Germany's Orgentec Diagnostika has drawn in Water Street Healthcare Partners as a major investor, which has plans in place to grow the 25-year-old specialty diagnostics company through future M&A deals down the line.
Neither side is disclosing the size of the investment. But the deal gives Chicago-based Water Street a majority stake in Orgentec, and Water Street senior operating partner Scott Garrett will become Orgentec's chairman. (He's the former chairman and CEO of Beckman Coulter.) Water Street has also agreed to back future M&A deals designed to build Orgentec into a "global leader" in its particular diagnostics sphere, according to the deal announcement.
Orgentec co-founder Wigbert Berg said in a statement that the investment will help Orgentec expand into new areas of testing and grow further in emerging markets. He'll still keep an ownership stake with Orgentec and serve on its board of directors. With the deal in place, diagnostics veteran Werner Hofacher becomes CEO, moving to Orgentec after leading Beckman Coulter's European operations.
"With Water Street's support, we have a unique opportunity to expand Orgentec's global position and to grow its portfolio of tests in order to help providers detect rare conditions and positively impact millions of lives," Hofacher said in a statement.
Orgentec, based in Mainz, launched in 1988. It develops, produces and markets diagnostic assays for autoimmune and infectious diseases, and has more than 300 tests and counting focused in areas including rheumatology, thrombosis and gastroenterology disorders. The products are known as enzyme-linked immunosorbent assays (ELISA). Orgentec also sells automated instrument and related test kits designed to handle multiple tests and produce faster results than standard ELISA tests allow. Until now, the company's sphere of growth has focused on Europe, and more recently Asia, Latin America and the Middle East.
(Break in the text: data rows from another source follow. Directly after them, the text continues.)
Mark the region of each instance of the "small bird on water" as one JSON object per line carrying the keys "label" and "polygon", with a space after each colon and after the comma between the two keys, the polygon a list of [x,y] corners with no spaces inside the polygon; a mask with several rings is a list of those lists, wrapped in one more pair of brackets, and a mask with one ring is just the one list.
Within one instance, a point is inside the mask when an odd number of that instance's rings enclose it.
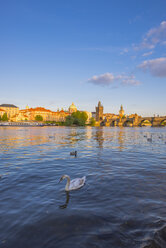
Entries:
{"label": "small bird on water", "polygon": [[81,188],[82,186],[84,186],[85,180],[86,180],[85,176],[82,178],[75,178],[73,180],[70,180],[70,177],[68,175],[63,175],[60,178],[59,182],[61,182],[65,178],[67,178],[67,183],[65,186],[66,191],[71,191],[71,190],[76,190],[76,189]]}
{"label": "small bird on water", "polygon": [[71,156],[75,156],[75,157],[77,157],[77,151],[70,152],[70,155],[71,155]]}

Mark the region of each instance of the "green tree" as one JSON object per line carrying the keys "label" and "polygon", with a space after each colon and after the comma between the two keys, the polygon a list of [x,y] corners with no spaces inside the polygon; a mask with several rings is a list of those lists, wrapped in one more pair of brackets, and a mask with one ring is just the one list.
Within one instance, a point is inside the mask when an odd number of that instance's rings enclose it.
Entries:
{"label": "green tree", "polygon": [[92,127],[94,127],[95,126],[95,123],[96,123],[96,121],[95,121],[95,118],[91,118],[90,119],[90,125],[92,126]]}
{"label": "green tree", "polygon": [[7,113],[4,113],[1,119],[2,121],[8,121]]}
{"label": "green tree", "polygon": [[85,112],[74,112],[71,114],[71,116],[67,116],[66,118],[66,125],[67,126],[85,126],[86,120],[88,119],[88,116]]}
{"label": "green tree", "polygon": [[43,117],[41,115],[36,115],[35,121],[43,121]]}

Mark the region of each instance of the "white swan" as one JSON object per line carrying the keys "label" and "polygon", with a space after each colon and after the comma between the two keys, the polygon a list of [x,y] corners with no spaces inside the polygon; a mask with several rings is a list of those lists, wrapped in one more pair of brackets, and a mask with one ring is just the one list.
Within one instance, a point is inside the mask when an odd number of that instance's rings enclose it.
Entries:
{"label": "white swan", "polygon": [[66,187],[65,187],[66,191],[71,191],[71,190],[81,188],[82,186],[84,186],[84,183],[85,183],[85,180],[86,180],[85,176],[82,177],[82,178],[75,178],[73,180],[70,180],[70,177],[68,175],[63,175],[60,178],[59,182],[61,182],[65,178],[67,178],[67,183],[66,183]]}

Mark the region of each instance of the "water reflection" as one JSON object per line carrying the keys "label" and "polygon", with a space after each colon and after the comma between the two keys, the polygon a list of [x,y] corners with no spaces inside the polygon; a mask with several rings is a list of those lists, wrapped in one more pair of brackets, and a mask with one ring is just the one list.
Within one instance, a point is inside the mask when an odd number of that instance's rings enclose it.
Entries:
{"label": "water reflection", "polygon": [[103,128],[97,128],[95,133],[95,140],[98,142],[99,148],[103,148],[104,137],[103,137]]}
{"label": "water reflection", "polygon": [[63,205],[60,205],[59,208],[64,209],[67,208],[67,205],[69,204],[70,194],[68,191],[65,191],[66,193],[66,202]]}
{"label": "water reflection", "polygon": [[122,151],[124,149],[124,128],[120,128],[118,132],[118,143],[119,150]]}

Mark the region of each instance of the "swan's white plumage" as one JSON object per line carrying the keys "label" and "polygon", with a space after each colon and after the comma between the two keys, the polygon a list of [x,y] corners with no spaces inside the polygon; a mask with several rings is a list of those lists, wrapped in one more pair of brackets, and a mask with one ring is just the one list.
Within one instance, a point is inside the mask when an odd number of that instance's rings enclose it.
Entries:
{"label": "swan's white plumage", "polygon": [[70,177],[68,175],[63,175],[60,181],[62,181],[65,178],[67,178],[67,183],[65,187],[66,191],[71,191],[81,188],[82,186],[84,186],[86,180],[85,176],[82,178],[75,178],[73,180],[70,180]]}

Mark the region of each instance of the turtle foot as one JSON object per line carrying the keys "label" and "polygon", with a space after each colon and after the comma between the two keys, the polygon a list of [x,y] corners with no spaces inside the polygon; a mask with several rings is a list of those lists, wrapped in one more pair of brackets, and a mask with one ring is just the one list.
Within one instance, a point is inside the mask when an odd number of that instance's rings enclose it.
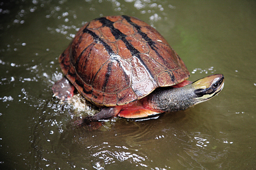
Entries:
{"label": "turtle foot", "polygon": [[52,87],[53,97],[56,96],[61,100],[69,100],[73,96],[74,87],[66,78],[63,77],[56,82]]}
{"label": "turtle foot", "polygon": [[77,120],[74,121],[74,124],[76,126],[86,128],[90,131],[97,130],[102,126],[101,122],[85,121],[84,119]]}

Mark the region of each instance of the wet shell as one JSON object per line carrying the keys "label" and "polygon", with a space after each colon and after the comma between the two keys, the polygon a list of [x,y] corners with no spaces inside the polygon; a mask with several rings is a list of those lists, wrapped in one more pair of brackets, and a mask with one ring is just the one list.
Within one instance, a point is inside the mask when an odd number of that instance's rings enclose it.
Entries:
{"label": "wet shell", "polygon": [[189,76],[155,29],[125,15],[99,18],[82,27],[59,62],[78,92],[98,106],[125,105]]}

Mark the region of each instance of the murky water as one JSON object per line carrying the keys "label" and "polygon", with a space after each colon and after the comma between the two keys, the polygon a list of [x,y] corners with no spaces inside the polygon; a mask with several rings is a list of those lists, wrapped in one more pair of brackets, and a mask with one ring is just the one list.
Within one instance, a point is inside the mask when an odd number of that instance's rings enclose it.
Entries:
{"label": "murky water", "polygon": [[[75,2],[0,2],[0,169],[256,169],[255,1]],[[75,127],[79,116],[52,97],[57,58],[86,22],[120,14],[155,26],[190,80],[223,74],[222,92],[156,119]]]}

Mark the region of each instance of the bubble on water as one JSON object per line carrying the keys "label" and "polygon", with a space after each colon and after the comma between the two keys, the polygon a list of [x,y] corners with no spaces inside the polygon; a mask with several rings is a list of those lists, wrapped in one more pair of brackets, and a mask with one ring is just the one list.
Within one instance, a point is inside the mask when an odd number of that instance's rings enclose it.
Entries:
{"label": "bubble on water", "polygon": [[3,102],[6,102],[7,101],[12,101],[13,100],[13,98],[11,96],[4,96],[3,98],[0,98],[0,100],[2,100]]}

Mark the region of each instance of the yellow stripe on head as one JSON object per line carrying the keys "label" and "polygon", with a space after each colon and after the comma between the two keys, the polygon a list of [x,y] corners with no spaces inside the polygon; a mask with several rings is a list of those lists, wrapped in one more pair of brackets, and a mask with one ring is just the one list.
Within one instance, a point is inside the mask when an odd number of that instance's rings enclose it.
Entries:
{"label": "yellow stripe on head", "polygon": [[218,93],[224,86],[222,74],[214,74],[193,83],[198,102],[209,100]]}

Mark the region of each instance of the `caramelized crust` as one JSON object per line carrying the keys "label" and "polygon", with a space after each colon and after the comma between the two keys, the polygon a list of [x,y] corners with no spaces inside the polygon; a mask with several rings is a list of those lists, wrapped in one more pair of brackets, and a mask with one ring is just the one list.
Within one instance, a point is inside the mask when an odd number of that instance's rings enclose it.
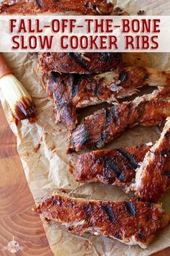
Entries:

Water Street, which is based in Chicago, typically commits $50 million to $500 million investments to companies that focus on medical and diagnostic products, specialty distribution, outsourced healthcare services, and specialty pharmaceutical products and services. It also has a large pool of cash with which to invest: close to $2 billion, according to its web site.
ELISA diagnostic technology has drawn steady investor and market interest of late. In April, CyVek attracted $10 million in funding from Minneapolis-based BioTechne to nurture its microfluidic cartridge technology designed to help researchers analyze multiple biomarkers from very small samples: the technology can be used to enable faster diagnostic tests and ELISA-like tests, among other applications. In January, Germany's Wilex inked a deal with GeneDiagnostics to market Wilex's serum HER-2/neu ELISA breast cancer biomarker test in China.